Un giorno, l’uomo di cultura, guardando sotto la porta, trovò una lettera. “Caro uomo di cultura”- diceva- “sono io che ti parlo: l’ultimo degli ultimi. Sulla scala della miseria umana, puoi trovarmi lì, sto sul gradino più basso. Hai voglia ad alzare lo sguardo, anche se mi rompessi il collo, non ti vedrei. Ecco, già lo sento, ti stai insospettendo. Questo linguaggio figurato, dirai, non è farina del mio sacco (tanto per restare in tema). Hai ragione e infatti ho usato queste parole: sono io che ti parlo.
Chi scrive, chi presta la penna e la forma a quello che dico, è l’uomo medio. Siamo amici, molto amici. Sarà pure un mediocre, ma mi ascolta con pazienza e mi capisce. Quando sta con me dice che soffre, terribilmente. Dice che lui, che è l’uomo medio, ogni tanto una luce chiara la vede e se io non l’ho vista ancora è solo colpa tua. Mi ha spiegato il perché. Io, non ci crederai, penso di aver capito. E gli ho dato ragione. Lui ha ordinato i miei pensieri, lui ha creato il filo logico, lui ha reso dignitoso ciò che sto per dire. L’uomo medio è stato il tramite per arrivare a te, il canale di comunicazione fra l’abisso e la beatitudine.
E’ stata tua la colpa. Perché avevi capito. Avevi capito che la decadenza era lì, dietro l’angolo. Ma non l’hai detto. Te ne sei guardato bene. O l’hai detto, ma la voce era così flebile che nessuno ci ha fatto caso. E già, come potevi. Quella bassezza, quella bassezza che si alzava sempre di più ti piaceva, ti piaceva perché in essa la tua eccellenza si sarebbe distinta ancora di più.
E’ stata tua la colpa. Perché conoscevi le parole. Conoscevi il significato. Ma non l’hai difeso. Non ti sei indignato quando le usavano per servirsene. Proprio quelle più nobili, quelle di cui abbiamo più bisogno. Ne hanno abusato, ne hanno abusato talmente tanto da svuotarne il senso.
E’ stata tua la colpa. Perché avevi il tempo. Avevi il tempo di spiegarmi Proust, di spiegarmi Dante. Non li avrei capiti, ma quella tua passione, quei tuoi occhi, vivi, lucidi, li avrei voluti anch’io, e mi sarei sforzato per averli. Invece hai scelto lui, il disimpegno, con molto, tanto impegno.

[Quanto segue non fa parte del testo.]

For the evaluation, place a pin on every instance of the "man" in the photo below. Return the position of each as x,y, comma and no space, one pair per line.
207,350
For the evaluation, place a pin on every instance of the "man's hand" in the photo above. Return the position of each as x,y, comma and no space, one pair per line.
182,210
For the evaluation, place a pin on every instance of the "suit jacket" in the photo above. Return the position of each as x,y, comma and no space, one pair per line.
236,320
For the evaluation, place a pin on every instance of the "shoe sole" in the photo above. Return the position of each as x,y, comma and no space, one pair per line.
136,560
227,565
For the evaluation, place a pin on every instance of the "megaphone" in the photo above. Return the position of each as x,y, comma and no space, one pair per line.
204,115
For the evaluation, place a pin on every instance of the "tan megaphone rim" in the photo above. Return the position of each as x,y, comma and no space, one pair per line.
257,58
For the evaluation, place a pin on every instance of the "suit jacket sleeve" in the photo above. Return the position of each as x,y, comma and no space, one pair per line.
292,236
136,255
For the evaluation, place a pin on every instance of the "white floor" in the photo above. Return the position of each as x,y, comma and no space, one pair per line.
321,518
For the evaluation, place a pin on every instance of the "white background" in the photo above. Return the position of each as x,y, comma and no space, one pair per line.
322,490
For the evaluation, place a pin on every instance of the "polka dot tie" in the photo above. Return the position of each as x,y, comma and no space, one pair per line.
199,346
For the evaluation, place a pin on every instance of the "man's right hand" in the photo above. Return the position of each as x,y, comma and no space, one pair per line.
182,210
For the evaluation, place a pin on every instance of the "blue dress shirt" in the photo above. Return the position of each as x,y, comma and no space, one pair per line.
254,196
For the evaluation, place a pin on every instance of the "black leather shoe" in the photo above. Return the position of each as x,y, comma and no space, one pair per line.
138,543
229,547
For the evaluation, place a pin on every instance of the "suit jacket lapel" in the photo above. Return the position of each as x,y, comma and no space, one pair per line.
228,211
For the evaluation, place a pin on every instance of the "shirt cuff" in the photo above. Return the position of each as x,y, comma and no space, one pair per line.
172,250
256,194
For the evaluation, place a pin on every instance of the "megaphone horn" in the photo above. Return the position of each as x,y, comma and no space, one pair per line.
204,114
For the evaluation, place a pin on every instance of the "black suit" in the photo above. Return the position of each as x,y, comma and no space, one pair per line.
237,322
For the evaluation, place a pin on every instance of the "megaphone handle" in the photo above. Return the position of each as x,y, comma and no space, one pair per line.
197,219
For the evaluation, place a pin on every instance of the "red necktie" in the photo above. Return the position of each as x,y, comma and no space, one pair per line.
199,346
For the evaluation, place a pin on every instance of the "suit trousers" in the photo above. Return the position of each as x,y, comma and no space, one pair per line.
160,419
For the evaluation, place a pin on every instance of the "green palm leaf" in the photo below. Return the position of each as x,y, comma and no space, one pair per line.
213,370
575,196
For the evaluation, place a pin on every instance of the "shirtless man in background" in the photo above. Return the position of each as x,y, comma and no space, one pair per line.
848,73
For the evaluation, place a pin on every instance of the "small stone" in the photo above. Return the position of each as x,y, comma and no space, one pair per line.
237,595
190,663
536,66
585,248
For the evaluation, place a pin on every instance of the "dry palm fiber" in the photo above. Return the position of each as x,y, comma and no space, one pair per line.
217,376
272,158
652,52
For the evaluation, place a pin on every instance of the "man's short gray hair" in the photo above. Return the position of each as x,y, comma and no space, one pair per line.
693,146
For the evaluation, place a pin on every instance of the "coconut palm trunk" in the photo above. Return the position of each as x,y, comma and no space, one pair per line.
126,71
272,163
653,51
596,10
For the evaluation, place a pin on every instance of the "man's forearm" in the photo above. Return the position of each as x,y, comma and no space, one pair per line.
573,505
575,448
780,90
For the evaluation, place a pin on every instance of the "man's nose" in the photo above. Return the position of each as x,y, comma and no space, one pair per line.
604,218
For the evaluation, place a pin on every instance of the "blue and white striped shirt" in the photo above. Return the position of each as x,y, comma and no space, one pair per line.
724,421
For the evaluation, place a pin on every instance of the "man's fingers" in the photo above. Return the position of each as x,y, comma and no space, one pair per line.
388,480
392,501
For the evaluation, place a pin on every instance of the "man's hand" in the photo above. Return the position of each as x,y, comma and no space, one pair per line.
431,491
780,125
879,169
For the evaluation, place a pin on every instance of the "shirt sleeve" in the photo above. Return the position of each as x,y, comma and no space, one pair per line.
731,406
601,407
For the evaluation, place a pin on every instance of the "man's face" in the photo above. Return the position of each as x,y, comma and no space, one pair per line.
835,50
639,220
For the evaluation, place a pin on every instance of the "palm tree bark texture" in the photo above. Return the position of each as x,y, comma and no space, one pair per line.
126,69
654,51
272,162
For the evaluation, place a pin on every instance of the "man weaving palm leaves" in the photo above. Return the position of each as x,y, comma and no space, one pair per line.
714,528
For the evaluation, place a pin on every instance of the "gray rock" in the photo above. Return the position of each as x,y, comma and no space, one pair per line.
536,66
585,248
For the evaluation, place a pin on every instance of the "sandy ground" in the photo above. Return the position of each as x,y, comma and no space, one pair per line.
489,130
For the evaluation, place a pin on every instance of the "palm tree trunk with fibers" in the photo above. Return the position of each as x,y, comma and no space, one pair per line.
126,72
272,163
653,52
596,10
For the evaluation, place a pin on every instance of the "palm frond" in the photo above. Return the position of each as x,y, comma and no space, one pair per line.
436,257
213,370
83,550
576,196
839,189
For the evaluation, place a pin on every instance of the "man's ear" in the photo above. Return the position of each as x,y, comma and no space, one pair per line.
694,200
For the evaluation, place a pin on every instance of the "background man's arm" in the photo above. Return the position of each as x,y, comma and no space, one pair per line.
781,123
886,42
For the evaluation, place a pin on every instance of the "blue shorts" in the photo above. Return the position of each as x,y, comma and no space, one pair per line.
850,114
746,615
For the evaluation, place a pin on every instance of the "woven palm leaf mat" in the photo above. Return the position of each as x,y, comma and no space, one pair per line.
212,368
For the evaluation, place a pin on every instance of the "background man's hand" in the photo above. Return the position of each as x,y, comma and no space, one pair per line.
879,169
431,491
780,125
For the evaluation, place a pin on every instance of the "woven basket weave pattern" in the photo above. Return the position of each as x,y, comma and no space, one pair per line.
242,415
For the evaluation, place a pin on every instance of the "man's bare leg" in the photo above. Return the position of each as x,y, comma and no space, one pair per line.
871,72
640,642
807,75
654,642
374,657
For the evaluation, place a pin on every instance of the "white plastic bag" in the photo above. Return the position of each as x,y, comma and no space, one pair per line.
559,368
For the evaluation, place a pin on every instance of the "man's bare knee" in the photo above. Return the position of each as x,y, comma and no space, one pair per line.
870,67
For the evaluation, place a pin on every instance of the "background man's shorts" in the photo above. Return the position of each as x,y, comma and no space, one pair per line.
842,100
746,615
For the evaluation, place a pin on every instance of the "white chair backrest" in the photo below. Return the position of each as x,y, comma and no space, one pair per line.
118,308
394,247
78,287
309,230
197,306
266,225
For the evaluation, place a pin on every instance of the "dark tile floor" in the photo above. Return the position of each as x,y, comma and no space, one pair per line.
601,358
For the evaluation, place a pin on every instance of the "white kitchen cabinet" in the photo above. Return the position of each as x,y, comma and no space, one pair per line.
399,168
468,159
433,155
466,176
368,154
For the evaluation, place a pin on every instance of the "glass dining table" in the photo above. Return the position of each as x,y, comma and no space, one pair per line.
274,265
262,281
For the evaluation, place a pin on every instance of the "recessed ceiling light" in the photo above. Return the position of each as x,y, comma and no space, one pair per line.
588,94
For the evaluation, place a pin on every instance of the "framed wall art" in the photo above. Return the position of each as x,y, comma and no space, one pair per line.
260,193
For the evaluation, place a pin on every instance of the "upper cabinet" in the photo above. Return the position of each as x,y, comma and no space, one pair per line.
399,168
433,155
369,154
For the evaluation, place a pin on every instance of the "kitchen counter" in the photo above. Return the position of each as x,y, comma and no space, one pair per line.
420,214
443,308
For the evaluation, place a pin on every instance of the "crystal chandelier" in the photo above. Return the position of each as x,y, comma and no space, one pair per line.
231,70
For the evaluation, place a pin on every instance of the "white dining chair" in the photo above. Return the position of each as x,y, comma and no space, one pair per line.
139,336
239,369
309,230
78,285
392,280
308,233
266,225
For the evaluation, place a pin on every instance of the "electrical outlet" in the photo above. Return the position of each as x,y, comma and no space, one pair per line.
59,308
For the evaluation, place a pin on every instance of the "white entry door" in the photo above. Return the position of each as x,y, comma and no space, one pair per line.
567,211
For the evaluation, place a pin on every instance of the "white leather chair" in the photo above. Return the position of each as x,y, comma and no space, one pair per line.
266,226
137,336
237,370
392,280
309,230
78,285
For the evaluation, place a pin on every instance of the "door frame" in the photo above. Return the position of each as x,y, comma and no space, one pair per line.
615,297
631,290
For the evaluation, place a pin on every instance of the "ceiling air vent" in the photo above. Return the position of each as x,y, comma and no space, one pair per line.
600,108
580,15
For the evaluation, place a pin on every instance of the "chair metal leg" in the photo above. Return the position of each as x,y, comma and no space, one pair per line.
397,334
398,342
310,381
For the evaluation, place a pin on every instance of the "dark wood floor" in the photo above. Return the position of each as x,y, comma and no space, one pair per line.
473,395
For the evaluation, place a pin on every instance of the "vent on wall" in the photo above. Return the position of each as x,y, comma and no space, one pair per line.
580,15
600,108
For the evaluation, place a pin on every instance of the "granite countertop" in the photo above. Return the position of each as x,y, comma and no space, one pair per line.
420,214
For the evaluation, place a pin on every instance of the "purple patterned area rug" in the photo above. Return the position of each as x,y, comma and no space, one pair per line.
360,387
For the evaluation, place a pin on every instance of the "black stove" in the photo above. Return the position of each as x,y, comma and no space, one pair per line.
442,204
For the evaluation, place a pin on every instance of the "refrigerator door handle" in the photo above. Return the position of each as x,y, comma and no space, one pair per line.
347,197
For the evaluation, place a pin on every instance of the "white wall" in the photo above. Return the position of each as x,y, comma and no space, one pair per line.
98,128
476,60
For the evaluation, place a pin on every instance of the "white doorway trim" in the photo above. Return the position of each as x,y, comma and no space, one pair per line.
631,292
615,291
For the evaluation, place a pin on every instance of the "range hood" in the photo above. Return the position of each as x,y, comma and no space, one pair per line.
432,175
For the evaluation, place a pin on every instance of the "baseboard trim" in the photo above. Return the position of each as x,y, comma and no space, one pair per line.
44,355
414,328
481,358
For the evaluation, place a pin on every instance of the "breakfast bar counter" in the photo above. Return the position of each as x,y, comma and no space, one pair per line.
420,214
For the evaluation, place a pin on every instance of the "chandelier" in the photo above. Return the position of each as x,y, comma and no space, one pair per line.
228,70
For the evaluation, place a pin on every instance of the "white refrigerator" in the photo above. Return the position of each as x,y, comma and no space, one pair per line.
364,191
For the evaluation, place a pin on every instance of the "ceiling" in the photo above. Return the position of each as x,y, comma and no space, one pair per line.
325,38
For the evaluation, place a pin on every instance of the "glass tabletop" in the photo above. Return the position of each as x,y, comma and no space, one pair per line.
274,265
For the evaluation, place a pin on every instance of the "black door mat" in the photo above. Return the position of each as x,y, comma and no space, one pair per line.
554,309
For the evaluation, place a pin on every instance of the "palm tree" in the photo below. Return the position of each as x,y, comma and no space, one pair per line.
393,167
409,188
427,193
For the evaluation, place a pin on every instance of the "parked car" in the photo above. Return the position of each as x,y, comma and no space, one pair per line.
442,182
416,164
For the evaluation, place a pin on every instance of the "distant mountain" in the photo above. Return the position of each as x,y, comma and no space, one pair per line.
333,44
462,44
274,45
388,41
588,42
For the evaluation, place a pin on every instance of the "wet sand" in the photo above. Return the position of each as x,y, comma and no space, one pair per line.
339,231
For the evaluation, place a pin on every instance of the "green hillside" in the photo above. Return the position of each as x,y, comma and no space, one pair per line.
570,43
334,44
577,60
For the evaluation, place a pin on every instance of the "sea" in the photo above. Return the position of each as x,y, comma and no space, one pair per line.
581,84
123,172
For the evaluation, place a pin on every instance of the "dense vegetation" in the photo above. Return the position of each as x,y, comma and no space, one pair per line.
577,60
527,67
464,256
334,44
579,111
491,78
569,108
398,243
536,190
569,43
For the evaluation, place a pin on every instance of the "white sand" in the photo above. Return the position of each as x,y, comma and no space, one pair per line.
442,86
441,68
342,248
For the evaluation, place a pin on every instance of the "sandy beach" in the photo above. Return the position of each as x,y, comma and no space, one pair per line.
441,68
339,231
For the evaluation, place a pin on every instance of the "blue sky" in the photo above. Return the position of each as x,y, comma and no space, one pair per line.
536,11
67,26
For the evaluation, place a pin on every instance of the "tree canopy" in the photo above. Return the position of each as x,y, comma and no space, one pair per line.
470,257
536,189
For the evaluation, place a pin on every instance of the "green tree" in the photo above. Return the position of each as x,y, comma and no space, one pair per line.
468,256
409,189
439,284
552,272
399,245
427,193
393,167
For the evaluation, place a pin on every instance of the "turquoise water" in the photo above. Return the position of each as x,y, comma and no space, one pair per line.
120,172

E’ stata tua la colpa. Perché non me l’hai detto. Che la paura è figlia dell’ignoranza. Che la paura è figlia dell’incoscienza. Ma la mia, la mia coscienza, quella è già formata. Ora è tardi per cambiarla. Poteva entrarci l’estasi, l’ha fatto l’angoscia.
E’ stata tua la colpa. Perché non mi hai insegnato la bellezza. L’enorme, la spropositata bellezza. Quella della vita, quella della natura, quella dell’uomo, quella dell’arte.
Come potresti risarcirmi? Ah, non basterebbero tutti i denari del mondo. Mi basta quest’attimo, adesso che hai finito di leggere. Quest’istante. Quello che proverai. Perché sono già sicuro. Sono sicuro che subito dopo te ne sarai già scordato.”